Comment: Calling time on wage cartels

Although long past its heyday, collective bargaining remains a potent symbol for trade unions of a fading socialist ethic and an expression of their fundamental rights. It is encapsulated in the ILO Declaration on Fundamental Principles and Rights at Work and in Article 28 of the EU Charter of Fundamental Rights it states thatWorkers and employers, or their respective organisations, have, in accordance with Community law and national laws and practices, the right to negotiate and conclude collective agreements at the appropriate levels..”

Yet what is collective bargaining and why does it really exist? Why do employers freely enter into such a process when it would appear to only strengthen the hand of a power base that undermines their own workplace authority? For some employers it is one way to “keep the peace” amongst otherwise alienated employees that could, if they wished, hold the company to ransom. Of course, withdrawing labour is one thing that can hardly be challenged in a democratic society, but using the threat of a strike should be – like any threat to do damage, an unlawful act. Yet curiously classifying an act as one concerned with ‘labour relations” sets it sometimes outside the law.

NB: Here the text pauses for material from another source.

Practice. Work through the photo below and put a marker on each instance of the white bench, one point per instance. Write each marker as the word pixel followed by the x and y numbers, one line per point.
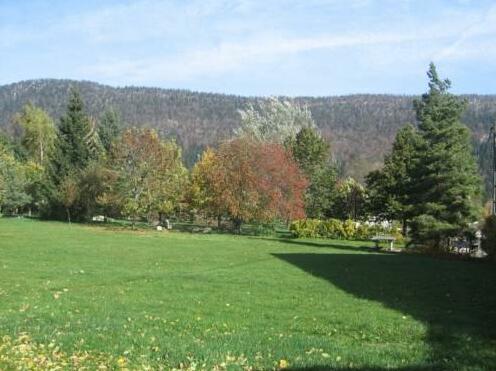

This is curiously the case with collective bargaining itself. If two rival firms conspire to fix the price of their goods they would fall foul of anti-trust/competition laws and could face severe penalties. But if two rivals conspire to fix the price of their labour inputs (which often make up over 50% of their operating costs) then it is perfectly legal. In fact governments in France, the Netherlands and South Africa even reinforce the wage cartel by making sectoral collective agreements apply to companies in the sector that are not party to it. In the USA the National Labour Relations Act 1935 even exempts unions from the anti-trust law so that they can fix the price of labour in this way. This exemption is, of course, not just to cover their role in collective bargaining, but also to further their aims of creating labour market monopolies – by excluding non-union labour.

Wage cartels are now so much part of the labour relations scene few people regard sectoral agreements as morally or economically questionable. Yet they come with a cost. Not only do they raise wages higher than they would otherwise be, but they inflict disadvantages onto smaller and poor performing enterprises. They also encourage particularly new employers to search for investments that will replace labour – thus destroying potential jobs. Because their essential objective is to drive out competitors by forcing up the price of labour they also create the unusual phenomenon (usually denied) of employers talking up the value of individual groups to the pleasure and astonishment of union negotiators across the table.